How I Dealt With My Parents Selling My Childhood Home

My parents built their house in June of 1987. I was born that August. We lived there together for the next twenty-six years. I moved out nine years ago when I married, but only four blocks away in the same small town that my father, my husband, and I grew up in. I still visited often, especially when I had my own kids. The house is on a dead-end street, with few neighbors, a lot of space, and deep woods surrounding. It’s a little piece of paradise amid a quaint town you could pass in a blink. It’s a legacy, too, built on property my Opa bought when they immigrated from Germany after World War II. And now it’s been confined to our memories.

I get why my parents wanted to sell. It’s a pretty big house and they are empty-nesters. The house and property were a lot to take care of. Not to mention all the stuff that space had allowed them to accumulate. They were tired of the grind, of taking caring of things they didn’t need, of falling into old habits. They want to travel, to simplify, to discover what’s next. I admire and condone that. Could they have done those things while keeping that house? Possibly. It wasn’t my decision to make.

I didn’t want them to sell. But I never told them that. That would’ve made it much harder to make their decision. We still see each other regularly and they would often talk to me, hemming and hawing over the decision, fantasizing about how their lives could improve if they sold, expressing all their doubts on why maybe they shouldn’t. I know it was a hard decision for them to make. I know that, once decided, it was a hard thing to do. But that doesn’t mean it wasn’t the right thing to do.

Watching them stumble through thirty-plus years of stuff was tough. I became a “minimalist” around six years ago when my first child was a baby and had a lot of time to figure it out. I had a lot of advice to offer if they asked, but, as you may know, minimalism is really a journey you’ve got to discover for yourself. The pace of my father’s and mother’s journey didn’t always match up, either. And they were under a time crunch once the house was listed for sale. As a result, my brother and I both have a few boxes, a few hangers, a few pieces of equipment stored at our houses. Our parents promised to come back for them after their trip or move them whenever they find a new house. It is prolonging the process.

I must state that I’m relieved that they started this process now.

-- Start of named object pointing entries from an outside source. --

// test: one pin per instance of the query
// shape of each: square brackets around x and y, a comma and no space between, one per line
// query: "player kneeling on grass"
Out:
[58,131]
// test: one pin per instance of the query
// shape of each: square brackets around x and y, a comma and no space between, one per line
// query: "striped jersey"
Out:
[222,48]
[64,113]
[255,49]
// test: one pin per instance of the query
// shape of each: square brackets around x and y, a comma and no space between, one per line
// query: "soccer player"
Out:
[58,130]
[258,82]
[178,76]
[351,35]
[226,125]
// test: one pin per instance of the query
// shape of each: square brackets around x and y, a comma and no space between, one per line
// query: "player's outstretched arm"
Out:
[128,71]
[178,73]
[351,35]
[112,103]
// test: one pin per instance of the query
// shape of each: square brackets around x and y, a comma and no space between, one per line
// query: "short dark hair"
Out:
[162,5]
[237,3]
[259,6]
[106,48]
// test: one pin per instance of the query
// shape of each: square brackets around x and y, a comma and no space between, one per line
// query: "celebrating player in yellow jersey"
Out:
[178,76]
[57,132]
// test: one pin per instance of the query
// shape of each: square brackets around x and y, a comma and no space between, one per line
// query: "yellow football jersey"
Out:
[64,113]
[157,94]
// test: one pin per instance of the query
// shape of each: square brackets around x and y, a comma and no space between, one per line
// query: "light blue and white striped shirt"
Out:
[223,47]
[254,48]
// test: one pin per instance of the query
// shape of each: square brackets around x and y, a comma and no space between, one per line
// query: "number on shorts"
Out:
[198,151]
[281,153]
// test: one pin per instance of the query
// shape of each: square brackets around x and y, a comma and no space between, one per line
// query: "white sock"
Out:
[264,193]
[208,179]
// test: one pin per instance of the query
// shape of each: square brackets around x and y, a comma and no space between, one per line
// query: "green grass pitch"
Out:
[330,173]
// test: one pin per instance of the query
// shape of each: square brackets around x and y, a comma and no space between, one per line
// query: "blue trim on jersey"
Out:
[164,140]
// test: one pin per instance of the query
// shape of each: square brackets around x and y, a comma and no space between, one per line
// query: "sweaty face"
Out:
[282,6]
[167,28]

I imagine it would be exponentially harder if they were so much older that their mobility or memory were impaired. Or if one, or both, of them died with over thirty years of stuff left behind, the grief would add another layer of difficulty to the process. They’ve started a kind of Swedish Death Cleaning Lite (Swedish Death Cleaning, or döstädning, is a tradition where the elderly set all their affairs in order in preparation for death), which frankly I appreciate. Getting older, making huge life changes, are hard enough, am I right?

It is a done deal. The house is gone. Well, it’s still there. I could drive by and gaze at it if I ever feel to make that specific trip down a down-end street. But it’s gone from our family. The doors are locked, someone else holding the key. The papers were signed last week. I went alone to give my final farewell and thanks to the house over the weekend. (It was less emotional than I thought – the house has already changed so much from when I was a kid. I’d already been out so long.) My parents cleaned out the last of their existence there, to the last crumb at the bottom of the crisper drawer in the refrigerator, and then, that very night, other people were sleeping there.

Knowing that they were selling was one thing, accepting that it’s now done is another. I assumed that I would always be welcomed back there, a privilege I wasn’t aware I had. Understanding the “why” of my parents’ decision helped a lot, but I still have some internal stuff to go through myself. A grieving process of sorts. It’s not too emotional (again, I believe understanding and supporting my parents’ motivations prevents that), but it still feels weird. It’s been a few days and I dream about it every night – of the new owners destroying the house, of trying to keep my kids away who just want to play there, of finding myself inside like I’m allowed when I know I’m not anymore.

I don’t know what it’s going to be like a few weeks, months, or years from now. I anticipate I’ll forget about it and then suddenly remember, unexpected moments of brief disorientation. It’s a small town, I may meet the new owners. They have a kid the same age as my middle child. Maybe they’ll become friends in school. Maybe we’ll be invited over to play. I can’t imagine how weird that would feel. An expected moment of prolonged disorientation, perhaps.

I take comfort in the idea that I believe that house deserves a family. I hope they take care of it. I hope they enjoy that little piece of paradise down that dead-end dirt road. And I hope that I can make as many cherished memories with my family in our little home as I had in my parents’.